前半で示された原理を、実際の場面でどう使うかがイメージできる内容になっているので、進め方に迷ったときの参考として役立ちます。
プロジェクトマネジメント知識体系ガイド第6版との違い

第6版との違いを理解するには、単なる追加や削除ではなく、考え方の軸そのものがどう変わったのかを整理することが重要です。
プロセスや手順を中心にした構成から、より柔軟に対応できる原理・原則ベースへと移行しているため、見た目以上に中身の使い方が変わっています。ここでは、第7版でどのような点が変わったのかを、全体像としてシンプルに整理していきます。
第7版で何が変わったのか
第7版では、第6版のような「49プロセス・10知識エリア」の形から、12の原理と8つのパフォーマンス領域で整理する形に変わりました。

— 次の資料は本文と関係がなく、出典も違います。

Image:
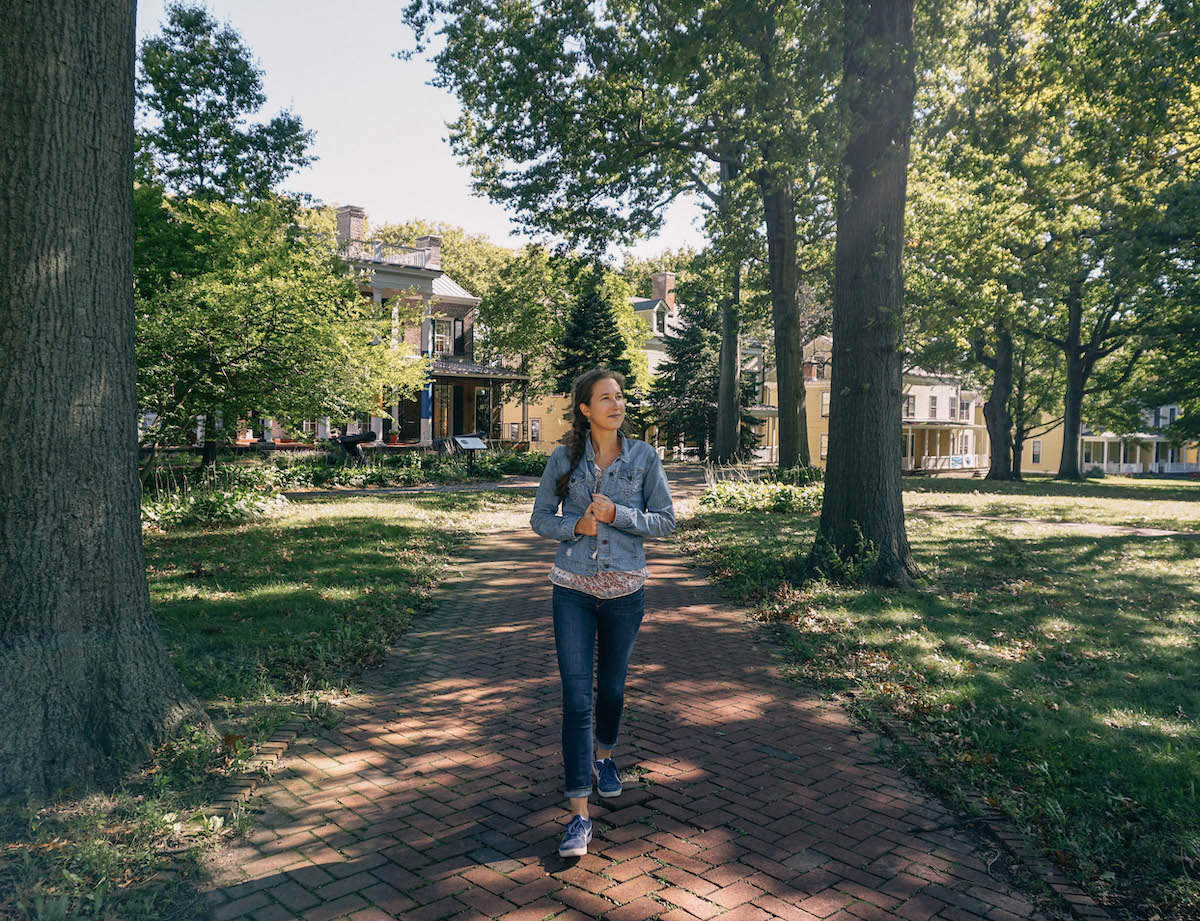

そのため、決まった手順を順番に進めるというよりも、その場の状況に合わせて判断していく進め方に変わっています。また、評価の基準も「納期・コストの達成」だけでなく、「どれだけ価値を生み出せたか」が重視されるようになっています。
まとめ
PMBOKガイド第7版は、手順どおりに進めるためのものではなく、その場で何を優先するかを判断するための基準です。
第6版のようなプロセス中心から、12の原理と8つのパフォーマンス領域をもとに、状況に合わせて調整していく考え方に変わっています。
まずは前半で判断の軸を押さえ、後半で具体的な見方を確認しながら使っていくと、全体像が自然とつかめてきます。また、納期やコストだけでなく「価値」を基準に考えることもポイントです。